Au cours des dernières décennies, cependant, la sélection de groupe a fait un retour tranquille parmi les théoriciens de l'évolution. E. O. Wilson de l'Université Harvard et David Sloan Wilson (aucun lien de parenté) de l'Université de Binghamton essaient de donner à la sélection du groupe une respectabilité à part entière. Ils la rebaptisent théorie de la sélection à plusieurs niveaux : la sélection se déroule constamment à plusieurs niveaux simultanément. Et comment calculez-vous la somme de ces sélections dans n'importe quelle circonstance du monde réel ? « Nous devons simplement examiner les situations au cas par cas », explique Sloan Wilson.

Mais les Wilson ont offert quelques lignes directrices dans le numéro de décembre 2007 de Revue trimestrielle de biologie. &ldquoL'adaptation à n'importe quel niveau,», &ldquo nécessite un processus de sélection naturelle au même niveau, et a tendance à être minée par la sélection naturelle à des niveaux inférieurs.&rdquo

Des expériences avec des groupes réels illustrent ce point. Pseudomonas fluorescens les bactéries aspirent rapidement tout l'oxygène dissous d'un habitat liquide, laissant une fine couche habitable près de la surface. Mais certaines bactéries développent spontanément une mutation bénéfique. Ces individus sauveteurs de groupe sécrètent un polymère qui permet à des groupes d'individus de former des tapis flottants.
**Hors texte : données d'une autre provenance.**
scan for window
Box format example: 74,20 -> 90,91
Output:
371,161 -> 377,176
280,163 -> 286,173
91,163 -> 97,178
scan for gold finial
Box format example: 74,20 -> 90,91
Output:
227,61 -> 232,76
En tant que tapis, toutes les bactéries survivent, même si la plupart d'entre elles ne dépensent aucune énergie métabolique pour produire le polymère. Mais si les freeloaders deviennent avides et reproduisent trop de leurs semblables, le tapis coule et tout le monde meurt, les altruistes comme les freeloaders. Parmi ces bactéries, donc, les groupes qui maintiennent suffisamment d'altruistes pour flotter l'emportent sur les groupes avec moins d'altruistes que ce nombre minimum. Les premiers groupes survivent, grandissent et se divisent en groupes filles. Ainsi, les individus altruistes peuvent prospérer, malgré l'inconvénient de dépenser des ressources précieuses pour produire le polymère.

Peut-être que le plus grand changement que la sélection de groupe apporte à la théorie de l'évolution est son implication pour ce qu'on appelle la sélection de parenté. Ce qui ressemble à une sélection de groupe, soutiennent certains théoriciens, peut en fait être compris comme une parenté génétique. L'évolutionniste J.B.S. Haldane expliqua avec conviction la sélection de la parenté : &ldquo Je donnerais ma vie pour deux frères ou huit cousins.&rdquo Dans cette optique, les bactéries altruistes dans le Pseudomonas les tapis sauvent des parents proches, assurant ainsi la survie de la plupart des gènes qu'ils portent eux-mêmes.

Renversant cet argument, les Wilson affirment que la sélection de parenté est un cas particulier de sélection de groupe. « L'importance de la parenté », notent-ils, « qu'elle augmente la variation génétique entre les groupes ». Et cette diversité entre les groupes présente des choix plus clairs pour la sélection des groupes. La parenté accentue ainsi l'importance de la sélection au niveau du groupe par rapport à la sélection individuelle au sein du groupe.

Les Wilson pensent que les évolutionnistes doivent adopter la sélection à plusieurs niveaux pour faire des recherches fructueuses en sociobiologie et pour étudier le comportement social d'un point de vue biologique. Les groupes altruistes battent les groupes égoïstes.&rdquo

Remarque : Cet article a été imprimé à l'origine avec le titre « Ce qui est bon pour le groupe ».


Voir la vidéo: Capsule SVT 3ème: La biodiversité, lévolution et la sélection naturelle. (Octobre 2022).